C. Leclerc monte une nouvelle fois sur le podium et S. Vettel n’a pu faire mieux que 5e, derrière M. Verstappen. Mention spéciale pour C. Sainz, 6e, mais L. Norris, 7e, n’a pas tenu dans le dernier tour face aux Renault et à K. Räikkönen : il a perdu trois places, mais a été nommé pilote du jour. D. Ricciardo a dépassé un peu hors piste la monoplace de K. Räikkönen dans le dernier tour au virage 9, mais fait l’objet d’une enquête en fin de course.

 

 

36 points d’avance pour L. Hamilton.
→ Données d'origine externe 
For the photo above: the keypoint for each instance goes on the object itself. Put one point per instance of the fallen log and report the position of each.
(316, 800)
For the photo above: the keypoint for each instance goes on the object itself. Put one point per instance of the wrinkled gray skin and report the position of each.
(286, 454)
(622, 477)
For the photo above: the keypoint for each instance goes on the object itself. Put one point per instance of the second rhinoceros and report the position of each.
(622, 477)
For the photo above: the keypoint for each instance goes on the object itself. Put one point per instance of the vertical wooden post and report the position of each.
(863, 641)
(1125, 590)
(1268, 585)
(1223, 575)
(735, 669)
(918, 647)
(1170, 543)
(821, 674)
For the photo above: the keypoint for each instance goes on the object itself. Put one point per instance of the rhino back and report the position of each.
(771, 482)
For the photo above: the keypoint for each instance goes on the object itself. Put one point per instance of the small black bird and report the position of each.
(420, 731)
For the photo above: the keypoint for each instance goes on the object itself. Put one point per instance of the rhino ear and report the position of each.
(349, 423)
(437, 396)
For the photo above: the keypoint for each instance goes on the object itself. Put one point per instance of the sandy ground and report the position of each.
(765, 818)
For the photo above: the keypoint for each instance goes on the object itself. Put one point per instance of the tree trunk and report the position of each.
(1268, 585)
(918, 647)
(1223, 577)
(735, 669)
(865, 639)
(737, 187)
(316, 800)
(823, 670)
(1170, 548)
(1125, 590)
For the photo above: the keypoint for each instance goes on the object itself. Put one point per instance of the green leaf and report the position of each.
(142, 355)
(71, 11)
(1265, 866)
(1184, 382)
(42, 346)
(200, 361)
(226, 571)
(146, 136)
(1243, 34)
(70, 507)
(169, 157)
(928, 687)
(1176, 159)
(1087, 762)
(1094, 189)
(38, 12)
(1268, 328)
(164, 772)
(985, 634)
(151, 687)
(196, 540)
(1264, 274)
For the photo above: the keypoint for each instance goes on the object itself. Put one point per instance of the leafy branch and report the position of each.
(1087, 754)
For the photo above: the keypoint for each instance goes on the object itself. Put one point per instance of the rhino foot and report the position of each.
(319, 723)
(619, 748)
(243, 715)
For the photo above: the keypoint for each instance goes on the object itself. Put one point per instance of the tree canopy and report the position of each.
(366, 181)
Il n’a jamais fat un tel début de saison alors qu’il est déjà quintuple champion du monde. Il pourra confirmer sa domination totale et s'envoler vers une 6e titre la semaine prochaine, lors du Grand Prix d’Autriche.

 

CLASSEMENT COURSE : L. Hamilton (Mercedes) – V. Bottas (Mercedes) – C. Leclerc (Ferrari) – M. Verstappen (Red Bull) – S. Vettel (Ferrari, +1) - C. Sainz (McLaren) - D. Ricciardo (Renault) - K. Räikkönen (Alfa Romeo) - N. Hülkenberg (Renault) - L. Norris

 

CLASSEMENT PILOTES : L. Hamilton (187) – V. Bottas (151) – S. Vettel (111)

 

CLASSEMENT CONSTRUCTEURS : Mercedes (338) – Ferrari (198) – Red Bull (136)

 

BONUS : C'était cette semaine l'anniversaire de Jackie Stewart, un champion du monde qui a fêté ses 80 ans en France.